The Battle Rages On for Malpractice Caps

Wayne J. Guglielmo, MA


November 16, 2016

In This Article

A Harsh Attorney Causes Med-Mal Mistrial

Can a plaintiff's attorney who bullies a defendant in a medical-malpractice suit jeopardize his own case? Yes, as a report in Pennsylvania's The Citizens' Voice makes clear.[2]

The dramatic and ultimately trial-ending scene unfolded in a suit brought against Geisinger Wyoming Valley Medical Center, in Plains Township, Pennsylvania, and members of its clinical staff, including then-Geisinger ob/gyn Lucinda S. Antosh, now married and using the surname Mirra.

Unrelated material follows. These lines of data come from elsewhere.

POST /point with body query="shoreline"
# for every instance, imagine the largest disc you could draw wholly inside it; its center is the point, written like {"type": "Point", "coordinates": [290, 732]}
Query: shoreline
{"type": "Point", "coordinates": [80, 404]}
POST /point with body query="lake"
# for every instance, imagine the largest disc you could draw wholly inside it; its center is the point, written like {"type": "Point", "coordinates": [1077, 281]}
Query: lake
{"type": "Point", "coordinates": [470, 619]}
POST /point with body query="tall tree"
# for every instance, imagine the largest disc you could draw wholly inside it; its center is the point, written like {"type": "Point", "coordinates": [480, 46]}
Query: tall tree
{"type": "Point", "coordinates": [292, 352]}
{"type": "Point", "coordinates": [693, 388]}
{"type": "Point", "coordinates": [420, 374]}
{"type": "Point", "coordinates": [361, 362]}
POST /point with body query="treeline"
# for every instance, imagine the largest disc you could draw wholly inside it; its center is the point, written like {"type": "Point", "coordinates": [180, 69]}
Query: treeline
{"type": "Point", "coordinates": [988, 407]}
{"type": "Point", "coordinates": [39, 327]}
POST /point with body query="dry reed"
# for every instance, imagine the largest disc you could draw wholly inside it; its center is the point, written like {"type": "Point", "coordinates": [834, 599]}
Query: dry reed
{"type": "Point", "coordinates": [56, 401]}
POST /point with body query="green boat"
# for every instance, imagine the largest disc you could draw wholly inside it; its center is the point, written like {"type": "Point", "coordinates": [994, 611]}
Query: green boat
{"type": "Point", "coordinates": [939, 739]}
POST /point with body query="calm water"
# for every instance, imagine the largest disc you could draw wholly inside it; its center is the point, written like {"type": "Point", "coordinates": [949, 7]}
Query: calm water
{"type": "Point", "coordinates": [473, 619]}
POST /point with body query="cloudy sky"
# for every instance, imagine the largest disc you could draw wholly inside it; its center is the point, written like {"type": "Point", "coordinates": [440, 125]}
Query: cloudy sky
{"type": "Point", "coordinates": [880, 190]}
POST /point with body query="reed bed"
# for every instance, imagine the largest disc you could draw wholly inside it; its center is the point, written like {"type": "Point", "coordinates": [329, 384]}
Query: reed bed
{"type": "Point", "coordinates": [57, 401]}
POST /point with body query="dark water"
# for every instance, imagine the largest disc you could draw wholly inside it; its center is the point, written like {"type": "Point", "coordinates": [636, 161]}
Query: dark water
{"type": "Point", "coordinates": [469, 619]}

The multimillion-dollar suit was filed by the husband of Candice L. Perrillo, who died in 2012, 3 days after giving birth to a premature but otherwise healthy baby. In his suit, the plaintiff claimed that Geisinger doctors had "ignored repeated warning signs and allowed [his wife's] urinary tract infection to run rampant, causing organ failure."

During the fourth day of trial, Antosh Mirra was subjected to particularly withering questioning from the plaintiff's attorney, Patrick Dougherty. Among other things, Dougherty got Antosh Mirra to acknowledge that, although she had acted clinically appropriately, she hadn't fully reviewed the patient's medical history. This review would have revealed that the patient had a history of antibiotic-resistant bacterial infections. Under intense questioning, Antosh Mirra also admitted that, after she had prescribed amoxicillin for Candice Perrillo to treat a previous infection, she failed to order a urine culture, which would have shown whether or not the patient's system was free of bacteria.

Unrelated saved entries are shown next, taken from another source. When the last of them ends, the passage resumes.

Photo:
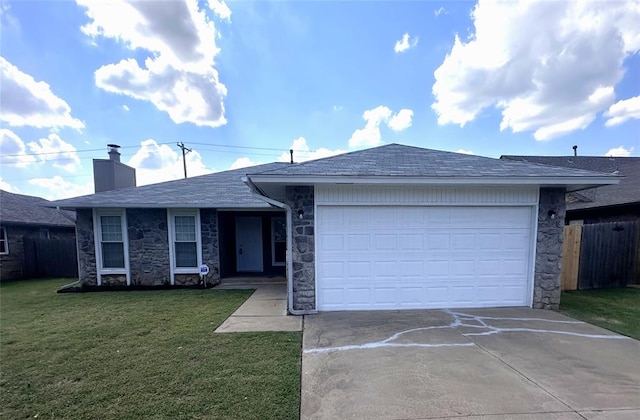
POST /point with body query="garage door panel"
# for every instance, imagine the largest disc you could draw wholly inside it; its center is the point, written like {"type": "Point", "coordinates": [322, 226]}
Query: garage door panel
{"type": "Point", "coordinates": [422, 257]}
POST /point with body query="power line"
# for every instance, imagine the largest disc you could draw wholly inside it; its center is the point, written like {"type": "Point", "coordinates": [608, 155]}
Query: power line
{"type": "Point", "coordinates": [184, 159]}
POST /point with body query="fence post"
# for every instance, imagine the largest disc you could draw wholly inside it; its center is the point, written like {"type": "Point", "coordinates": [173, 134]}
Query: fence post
{"type": "Point", "coordinates": [571, 257]}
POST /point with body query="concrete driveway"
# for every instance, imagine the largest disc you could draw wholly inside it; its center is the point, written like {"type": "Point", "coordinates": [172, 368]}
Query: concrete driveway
{"type": "Point", "coordinates": [509, 363]}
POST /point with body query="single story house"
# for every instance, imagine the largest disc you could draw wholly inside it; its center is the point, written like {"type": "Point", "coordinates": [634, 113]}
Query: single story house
{"type": "Point", "coordinates": [23, 217]}
{"type": "Point", "coordinates": [609, 203]}
{"type": "Point", "coordinates": [392, 227]}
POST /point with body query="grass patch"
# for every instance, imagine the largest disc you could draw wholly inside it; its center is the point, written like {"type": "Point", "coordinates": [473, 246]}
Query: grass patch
{"type": "Point", "coordinates": [147, 354]}
{"type": "Point", "coordinates": [614, 309]}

With this last admission, Dougherty pounced: "Are you playing Russian roulette with my client's life?" The comment caused Antosh Mirra to sob uncontrollably on the stand, prompting trial judge Thomas F. Burke Jr to call for a recess. Out of earshot of the jury, he reprimanded Dougherty for his comment, which, as the judge explained, implied a motive, was clearly inappropriate, and unsettled at least one jury member.

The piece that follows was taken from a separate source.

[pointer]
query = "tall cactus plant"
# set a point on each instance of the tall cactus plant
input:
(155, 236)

"There was at no point a conscious effort [on the part of the doctor] to inflict harm on the patient," said Burke, who ordered a mistrial.

The lead attorney for Geisinger said he was disappointed by the development, because it postponed jury deliberations. The hospital system had argued that Perrillo died as a result of preeclampsia, a known complication of pregnancy. For his part, Dougherty said he hadn't intended to make the comment he did, but was simply trying to suggest that Antosh Mirra was making "educated guesses" about how to proceed instead of ordering conclusive tests.

"You know, I don't prepare these things," he added. "I mean, I write the questions down, but that [question] was my instinct."

The trial is scheduled to restart at a later date with a new jury.